Wednesday, September 30, 2009
I've been working on some poster projects lately, for various organizations (more on this to come!). During the sketching phase for one of these groups, I had a foggy idea to do illustrated letters, like the kind you'd see on the first page of a children's book. The idea remained stuck in my head, however... I didn't have any luck at all trying to sketch it out.
Several weeks later, the idea popped up again. It was one of those lightning rod moments (makes me think of Roger Von Oech's book, A Whack on the Side of the Head). I was in the middle of teaching a class, and suddenly, out of the clear blue, I saw this illustrated letter in my head, clear as a bell. I don't get inspired like that very often, but I'm always grateful when it happens! Initially, anyway.
Remember Close Encounters of the Third Kind, the version that was released in 1977? In that movie, Richard Dryfuss' character has a close encounter, and subsequently becomes obsessed with creating conical shapes. He carves them out of shaving cream, mashed potatoes, any malleable 'medium' he comes in contact with. That's how it feels, I think, in the hours/days/weeks after inspiration hits. It's an obsession, sort of an internal directive given from above, and until a girl is able to realize that vision, to get the inspiration out of her system, it can be quite overwhelming (understatement). It's sort of maniacal, but in a good way. Mostly.
So anyway, I got the inspiration, and thankfully had time to do something about it. Voila! My Capital L Girl came to be.

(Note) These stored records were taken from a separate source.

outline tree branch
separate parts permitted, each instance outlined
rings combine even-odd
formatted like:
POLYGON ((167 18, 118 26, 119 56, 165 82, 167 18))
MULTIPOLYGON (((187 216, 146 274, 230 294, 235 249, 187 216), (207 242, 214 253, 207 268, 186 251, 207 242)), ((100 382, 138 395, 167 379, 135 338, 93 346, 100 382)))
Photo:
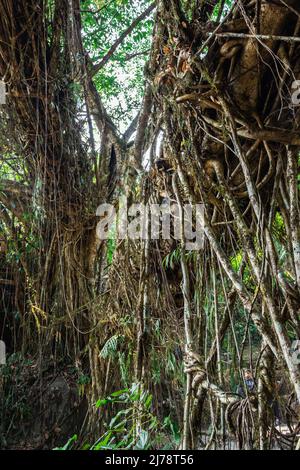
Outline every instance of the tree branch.
POLYGON ((151 90, 151 87, 148 86, 145 91, 143 107, 142 107, 141 114, 139 116, 137 134, 135 138, 134 156, 135 156, 135 162, 138 168, 142 167, 142 157, 143 157, 143 150, 144 150, 145 135, 146 135, 146 129, 148 126, 149 117, 151 113, 151 107, 152 107, 152 90, 151 90))
POLYGON ((124 132, 123 139, 125 140, 125 142, 128 142, 130 137, 132 136, 132 134, 136 131, 137 125, 138 125, 138 122, 139 122, 139 117, 140 117, 140 114, 138 113, 135 116, 135 118, 131 121, 131 123, 128 126, 128 128, 126 129, 126 131, 124 132))
POLYGON ((151 5, 147 8, 147 10, 145 10, 143 13, 141 13, 132 23, 131 25, 121 34, 121 36, 116 40, 116 42, 111 46, 111 48, 109 49, 109 51, 107 52, 107 54, 105 54, 105 56, 101 59, 101 61, 94 65, 93 66, 93 69, 92 69, 92 76, 96 75, 96 73, 98 73, 106 64, 107 62, 109 61, 109 59, 112 57, 112 55, 115 53, 115 51, 117 50, 117 48, 120 46, 120 44, 122 44, 122 42, 124 41, 124 39, 126 39, 127 36, 129 36, 129 34, 132 33, 132 31, 134 30, 134 28, 141 22, 143 21, 145 18, 147 18, 147 16, 150 15, 150 13, 152 13, 152 11, 154 10, 155 8, 155 3, 151 3, 151 5))
POLYGON ((300 42, 295 36, 274 36, 272 34, 217 33, 219 38, 257 39, 262 41, 300 42))

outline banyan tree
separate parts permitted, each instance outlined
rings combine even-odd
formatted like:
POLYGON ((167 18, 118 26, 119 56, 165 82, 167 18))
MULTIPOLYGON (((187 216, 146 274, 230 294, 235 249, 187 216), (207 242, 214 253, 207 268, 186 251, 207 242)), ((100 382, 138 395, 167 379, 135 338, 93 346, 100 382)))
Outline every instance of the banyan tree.
MULTIPOLYGON (((76 369, 78 446, 130 405, 106 446, 299 448, 299 2, 0 0, 0 79, 0 335, 36 387, 76 369), (120 50, 143 90, 125 131, 120 50), (201 206, 203 243, 151 238, 149 217, 101 240, 122 198, 201 206)), ((39 446, 72 436, 59 419, 39 446)))

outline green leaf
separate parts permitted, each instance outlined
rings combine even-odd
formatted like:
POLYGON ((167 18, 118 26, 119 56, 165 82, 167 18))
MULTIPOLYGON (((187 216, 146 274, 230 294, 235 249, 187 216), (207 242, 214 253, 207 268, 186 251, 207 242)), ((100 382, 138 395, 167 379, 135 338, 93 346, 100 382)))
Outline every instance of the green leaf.
POLYGON ((97 407, 97 408, 100 408, 100 406, 104 406, 104 405, 106 405, 107 403, 109 403, 109 399, 108 399, 108 398, 103 398, 103 399, 98 400, 98 401, 96 402, 96 407, 97 407))
POLYGON ((97 442, 91 450, 100 450, 103 449, 104 447, 108 446, 108 443, 110 442, 110 438, 112 436, 112 432, 109 431, 104 438, 100 440, 100 442, 97 442))
POLYGON ((152 395, 149 395, 145 401, 145 407, 147 408, 147 410, 149 410, 152 405, 152 399, 153 399, 152 395))
POLYGON ((117 392, 113 392, 111 394, 111 397, 119 397, 119 396, 124 395, 125 393, 128 393, 128 392, 129 392, 129 389, 124 388, 123 390, 118 390, 117 392))
POLYGON ((77 441, 77 435, 75 434, 71 439, 68 440, 68 442, 63 446, 63 447, 55 447, 53 450, 70 450, 70 447, 72 447, 72 444, 77 441))

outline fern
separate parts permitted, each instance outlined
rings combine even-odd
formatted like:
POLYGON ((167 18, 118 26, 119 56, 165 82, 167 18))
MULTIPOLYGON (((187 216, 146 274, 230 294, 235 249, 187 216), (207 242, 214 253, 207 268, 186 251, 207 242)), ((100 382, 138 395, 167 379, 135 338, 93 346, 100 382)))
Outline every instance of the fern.
POLYGON ((124 339, 123 335, 114 335, 111 338, 109 338, 100 351, 100 357, 102 359, 114 357, 123 339, 124 339))

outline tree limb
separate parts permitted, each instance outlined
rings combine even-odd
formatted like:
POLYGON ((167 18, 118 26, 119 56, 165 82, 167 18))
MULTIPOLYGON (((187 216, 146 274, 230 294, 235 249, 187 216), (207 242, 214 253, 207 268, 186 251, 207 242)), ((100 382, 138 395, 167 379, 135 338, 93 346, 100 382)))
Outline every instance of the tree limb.
POLYGON ((147 18, 147 16, 150 15, 150 13, 152 13, 152 11, 154 10, 155 8, 155 3, 151 3, 151 5, 149 5, 149 7, 143 12, 141 13, 132 23, 131 25, 121 34, 121 36, 116 40, 116 42, 111 46, 111 48, 109 49, 109 51, 105 54, 105 56, 101 59, 101 61, 94 65, 93 66, 93 69, 92 69, 92 76, 96 75, 96 73, 98 73, 106 64, 107 62, 109 61, 109 59, 112 57, 112 55, 115 53, 115 51, 117 50, 117 48, 122 44, 122 42, 124 41, 124 39, 127 38, 127 36, 129 36, 129 34, 132 33, 132 31, 134 30, 134 28, 142 21, 144 20, 145 18, 147 18))

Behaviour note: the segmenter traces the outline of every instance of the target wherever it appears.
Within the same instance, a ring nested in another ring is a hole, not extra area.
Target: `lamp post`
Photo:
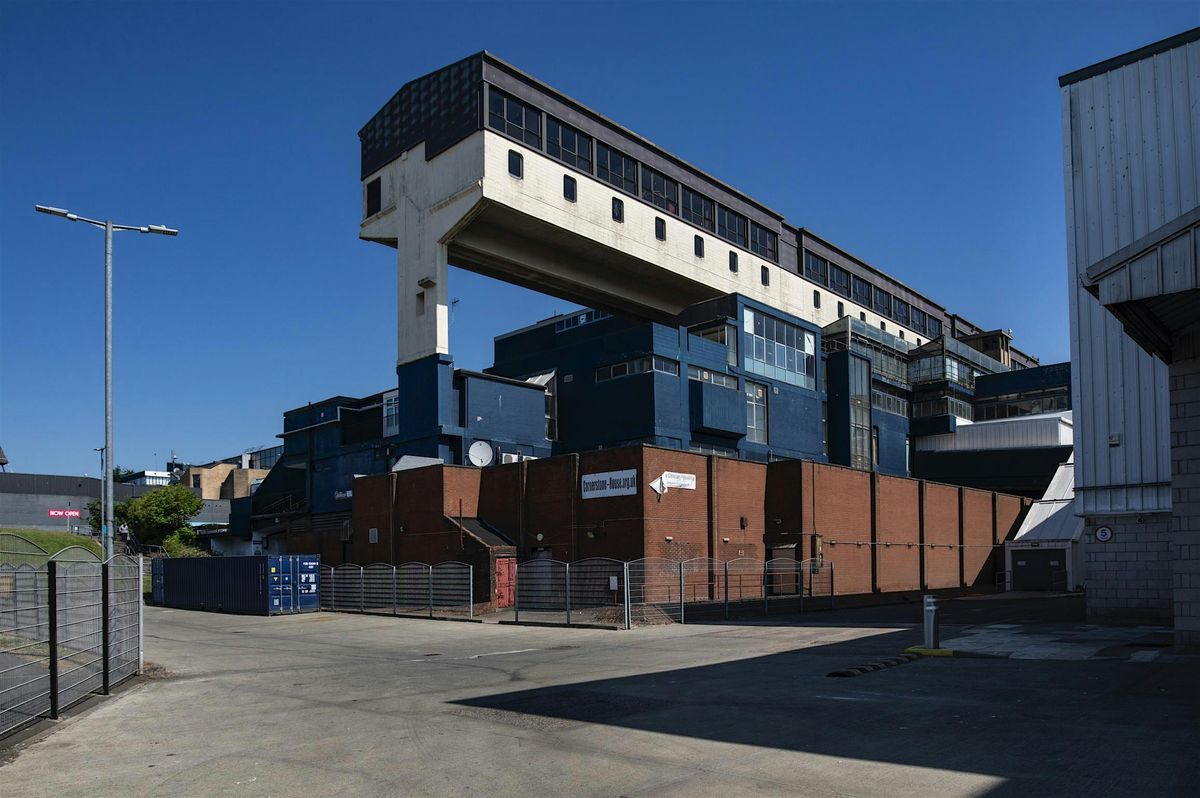
[[[45,205],[35,205],[38,213],[48,213],[51,216],[61,216],[71,222],[86,222],[93,227],[104,230],[104,487],[101,490],[101,504],[104,509],[104,523],[100,528],[101,552],[104,559],[112,556],[113,533],[113,413],[112,413],[112,237],[114,232],[136,230],[139,233],[157,233],[164,236],[179,235],[178,230],[164,227],[160,224],[125,225],[113,224],[111,219],[99,221],[88,219],[63,208],[51,208]]]
[[[101,544],[103,544],[104,543],[104,519],[108,517],[104,514],[104,507],[106,505],[106,503],[104,501],[104,485],[106,484],[104,482],[104,447],[103,446],[95,446],[92,448],[92,451],[100,453],[100,542],[101,542]],[[104,550],[101,549],[100,553],[103,554]]]

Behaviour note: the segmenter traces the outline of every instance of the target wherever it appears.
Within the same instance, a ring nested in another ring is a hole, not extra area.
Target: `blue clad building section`
[[[246,615],[320,608],[316,555],[163,557],[152,565],[153,597],[163,606]]]

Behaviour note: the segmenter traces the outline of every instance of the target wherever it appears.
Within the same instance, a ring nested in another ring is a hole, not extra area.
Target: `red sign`
[[[79,510],[47,510],[46,515],[51,518],[80,518],[82,514]]]

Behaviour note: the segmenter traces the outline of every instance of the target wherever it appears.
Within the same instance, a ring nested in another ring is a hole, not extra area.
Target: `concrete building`
[[[1200,641],[1200,28],[1059,79],[1088,609]]]
[[[439,425],[452,391],[446,284],[450,262],[589,304],[599,313],[670,327],[682,320],[690,329],[724,312],[738,329],[745,323],[744,309],[758,308],[763,322],[782,330],[785,340],[769,339],[757,330],[750,334],[762,339],[764,350],[770,341],[776,349],[788,347],[804,363],[811,362],[813,370],[802,375],[802,383],[812,384],[798,387],[818,393],[823,389],[816,386],[824,380],[816,365],[822,352],[818,332],[839,321],[845,325],[840,337],[847,350],[855,348],[858,339],[881,353],[889,349],[903,353],[942,341],[927,352],[928,362],[937,360],[945,369],[962,362],[966,370],[950,374],[951,382],[959,373],[964,375],[959,382],[969,380],[976,367],[990,373],[1037,365],[1035,358],[1012,347],[1006,332],[981,328],[948,312],[883,271],[789,224],[778,212],[488,53],[406,84],[359,137],[360,237],[397,251],[399,392],[427,397],[404,415],[411,429],[401,435],[401,442],[425,449],[414,454],[440,454],[447,462],[463,462],[461,451],[455,454],[444,445],[442,451],[433,451],[433,437],[423,432]],[[721,311],[706,305],[730,302],[739,303],[743,310]],[[694,314],[689,310],[694,308],[717,312],[702,314],[707,319],[685,315],[685,311]],[[776,327],[779,322],[784,326]],[[794,346],[786,340],[792,328],[803,330]],[[864,332],[867,329],[887,338]],[[745,333],[740,329],[735,335]],[[664,343],[670,348],[665,339]],[[738,342],[728,343],[733,348]],[[759,343],[751,341],[752,346]],[[675,346],[681,344],[686,339]],[[806,349],[809,345],[812,348]],[[740,353],[734,365],[744,368],[747,354]],[[762,369],[773,373],[778,366],[769,358],[777,352],[763,354]],[[498,363],[496,370],[511,373],[513,368],[511,363]],[[936,384],[947,378],[945,369],[939,368],[936,375],[930,372],[930,382],[935,384],[927,386],[927,394],[932,399],[949,399],[957,393],[953,387],[943,390]],[[845,373],[849,379],[850,370]],[[673,376],[682,377],[682,372]],[[796,384],[788,379],[780,382]],[[553,386],[551,393],[562,388]],[[774,386],[771,390],[774,396]],[[872,395],[875,390],[870,389]],[[802,404],[813,408],[819,401],[810,396]],[[839,412],[833,407],[830,411]],[[815,412],[810,416],[816,420]],[[863,424],[862,418],[857,422],[859,428],[870,428],[869,434],[879,426],[880,436],[890,433],[897,441],[904,437],[899,428],[889,429],[887,424]],[[675,434],[678,424],[674,432],[667,428],[670,425],[658,426],[662,429],[647,432],[642,425],[630,437],[683,440]],[[776,429],[787,426],[779,424]],[[950,422],[943,426],[949,428]],[[693,431],[712,433],[703,428]],[[721,438],[721,432],[717,430],[715,437]],[[714,451],[724,448],[744,454],[759,442],[753,432],[747,437],[749,442],[743,444],[707,441],[707,445]],[[764,449],[771,448],[770,441],[763,443]],[[836,443],[830,439],[830,445],[831,452],[846,460],[852,457],[852,448],[860,459],[867,448],[862,441],[851,445],[842,438]],[[822,455],[811,439],[781,441],[778,448]],[[885,460],[891,470],[902,470],[899,459]]]

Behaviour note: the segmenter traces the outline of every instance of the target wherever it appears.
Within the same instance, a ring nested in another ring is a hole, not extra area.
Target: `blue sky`
[[[275,442],[395,380],[394,253],[359,241],[363,123],[489,49],[984,326],[1068,357],[1056,78],[1194,3],[66,3],[0,8],[0,446],[96,473],[102,234],[116,461]],[[451,345],[570,307],[464,272]]]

A few days later, my wonderful agent Anna sent out a group e-mail to tell us all that Nate Williams had posted a link to AGM's Pumpkin Carving Contest on illustrationmundo.com. She included a link, which I followed... only to stumble upon Nate's new site:
Two seconds later Anna sent another e-mail, explaining that she had sent the wrong link. But I thought, Wow, that mistake was meant just for me! Ten minutes later, my illustrated letter was posted on the letterplayground site, and I sat back in my studio chair, deeply satisfied. Directive: complete!